Identifying users in your Snowplow data
Any attempt at understanding your users has to start with identifying which events, in your Snowplow atomic
data set, describe actions that were carried about by particular users. We call this process ‘identity stitching’: it is the process of stitching together the myriad individual events that describe individual user journeys.
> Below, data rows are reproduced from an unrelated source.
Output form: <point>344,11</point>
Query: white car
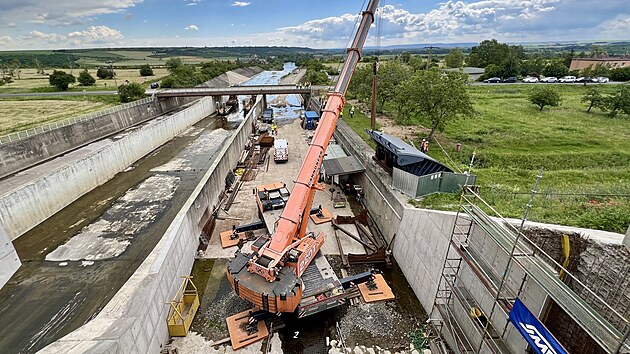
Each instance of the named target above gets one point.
<point>550,79</point>
<point>530,79</point>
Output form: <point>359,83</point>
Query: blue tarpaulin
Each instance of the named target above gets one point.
<point>534,332</point>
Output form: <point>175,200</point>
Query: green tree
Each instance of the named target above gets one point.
<point>105,73</point>
<point>544,96</point>
<point>173,63</point>
<point>145,70</point>
<point>130,92</point>
<point>454,58</point>
<point>555,69</point>
<point>435,97</point>
<point>61,80</point>
<point>361,83</point>
<point>594,99</point>
<point>405,57</point>
<point>619,101</point>
<point>488,52</point>
<point>85,79</point>
<point>533,66</point>
<point>417,63</point>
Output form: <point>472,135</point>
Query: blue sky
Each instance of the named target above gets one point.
<point>43,24</point>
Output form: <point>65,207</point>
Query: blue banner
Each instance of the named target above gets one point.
<point>533,331</point>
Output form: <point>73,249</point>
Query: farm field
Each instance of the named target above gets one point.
<point>22,114</point>
<point>586,157</point>
<point>30,81</point>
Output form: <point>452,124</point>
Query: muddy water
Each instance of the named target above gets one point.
<point>45,300</point>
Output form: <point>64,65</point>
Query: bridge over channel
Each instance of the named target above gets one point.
<point>239,90</point>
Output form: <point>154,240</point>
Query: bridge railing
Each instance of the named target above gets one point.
<point>23,134</point>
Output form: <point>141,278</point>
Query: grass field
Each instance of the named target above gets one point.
<point>30,81</point>
<point>586,157</point>
<point>26,113</point>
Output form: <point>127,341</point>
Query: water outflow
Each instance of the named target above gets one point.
<point>293,106</point>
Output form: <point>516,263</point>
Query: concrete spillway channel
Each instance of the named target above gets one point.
<point>74,262</point>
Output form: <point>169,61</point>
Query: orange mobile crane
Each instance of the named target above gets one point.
<point>270,276</point>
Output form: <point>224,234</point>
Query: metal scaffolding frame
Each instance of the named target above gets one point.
<point>453,301</point>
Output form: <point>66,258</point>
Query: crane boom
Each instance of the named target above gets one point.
<point>290,246</point>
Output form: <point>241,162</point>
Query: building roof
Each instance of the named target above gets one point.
<point>334,151</point>
<point>311,115</point>
<point>342,166</point>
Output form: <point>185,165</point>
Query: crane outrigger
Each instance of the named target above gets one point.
<point>270,276</point>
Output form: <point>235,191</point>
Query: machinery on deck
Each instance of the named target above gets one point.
<point>270,277</point>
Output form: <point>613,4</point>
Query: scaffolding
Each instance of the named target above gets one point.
<point>486,267</point>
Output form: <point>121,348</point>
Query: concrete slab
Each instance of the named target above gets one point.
<point>60,299</point>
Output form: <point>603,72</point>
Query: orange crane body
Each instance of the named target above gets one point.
<point>281,260</point>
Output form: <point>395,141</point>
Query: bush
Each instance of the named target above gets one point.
<point>105,73</point>
<point>145,70</point>
<point>61,80</point>
<point>85,79</point>
<point>130,92</point>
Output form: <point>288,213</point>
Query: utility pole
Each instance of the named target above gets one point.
<point>373,112</point>
<point>430,48</point>
<point>111,70</point>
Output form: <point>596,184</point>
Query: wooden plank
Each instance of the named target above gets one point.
<point>382,292</point>
<point>238,333</point>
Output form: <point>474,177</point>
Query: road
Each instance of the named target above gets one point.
<point>64,93</point>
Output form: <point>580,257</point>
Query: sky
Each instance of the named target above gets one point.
<point>46,24</point>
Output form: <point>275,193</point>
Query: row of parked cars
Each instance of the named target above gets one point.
<point>551,79</point>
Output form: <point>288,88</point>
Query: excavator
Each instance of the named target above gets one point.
<point>270,276</point>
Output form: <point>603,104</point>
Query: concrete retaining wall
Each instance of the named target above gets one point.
<point>24,153</point>
<point>134,321</point>
<point>27,206</point>
<point>9,260</point>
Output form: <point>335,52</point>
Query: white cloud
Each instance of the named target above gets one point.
<point>6,40</point>
<point>60,12</point>
<point>93,35</point>
<point>96,34</point>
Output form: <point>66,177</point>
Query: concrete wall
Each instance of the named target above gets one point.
<point>32,203</point>
<point>24,153</point>
<point>134,321</point>
<point>9,260</point>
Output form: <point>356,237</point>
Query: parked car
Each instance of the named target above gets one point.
<point>530,79</point>
<point>492,80</point>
Stages in identity stitching
- With each event, track as many different user identifiers as possible
- Use events where multiple identifiers are present to build a mapping table (graph) of user identifiers for each of your users
- Apply that mapping table / graph to your
atomic
event-level data to identify which event belongs to each of your users
1. Track as many different user identifiers as possible with each event
With each event tracked in Snowplow, we want to capture as many different user-level identifiers as possible. Note that at data capture time we are not interested in definitively deciding which user performed this action. We simply want to capture all the evidence (data points) so that we can make a decision later on in the data modeling process.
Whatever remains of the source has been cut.